BIND-014 Being Tested as Treatment for Advanced/Metastatic NSCLC That's Squamous or KRAS+

The gist: The first patient has been enrolled in a clinical trial testing the drug BIND-014 in patients with advanced or metastatic non-small cell lung cancer (NSCLC) that is squamous or has a mutation in the KRAS gene. An earlier clinical trial found promising results for these patients. BIND-014 is a new form of the chemotherapy drug docetaxel.
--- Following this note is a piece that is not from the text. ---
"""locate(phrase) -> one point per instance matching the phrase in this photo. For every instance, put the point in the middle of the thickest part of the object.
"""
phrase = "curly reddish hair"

It is meant to home in on cancer cells to deliver chemotherapy directly.

“BIND Therapeutics, Inc. (BIND), a clinical-stage nanomedicine platform company developing targeted and programmable therapeutics called Accurins™, today announced its 2015 strategic overview and enrollment of the first patient expressing a KRAS mutation in a global, multicenter two-tiered phase 2 trial with BIND-014 in non-small cell lung cancer (NSCLC) patients with KRAS mutant tumors (mutated Kirsten ras oncogene homolog) or squamous histology. The trial was driven by positive results from the phase 2 trial in NSCLC presented at the EORTC-NCI-AACR Annual Symposium in Barcelona on November 19, 2014, with a confirmed objective response rate of 22 percent (n=9); one KRAS mutant NSCLC PR was also seen in the phase 1 trial with BIND-014, yielding a combined total response rate of 30 percent (n=10). Results from the phase 2 trial also suggested meaningful differentiation in NSCLC patients with squamous histology when compared to historical docetaxel results. BIND-014 results presented at EORTC-NCI-AACR also demonstrated a disease control rate of 66 percent and overall survival of 11.1 months (n=9) in NSCLC patients with squamous histology. BIND intends to begin accruing NSCLC patients with squamous cell histology in the two-tier phase 2 trial in 1Q 2015.”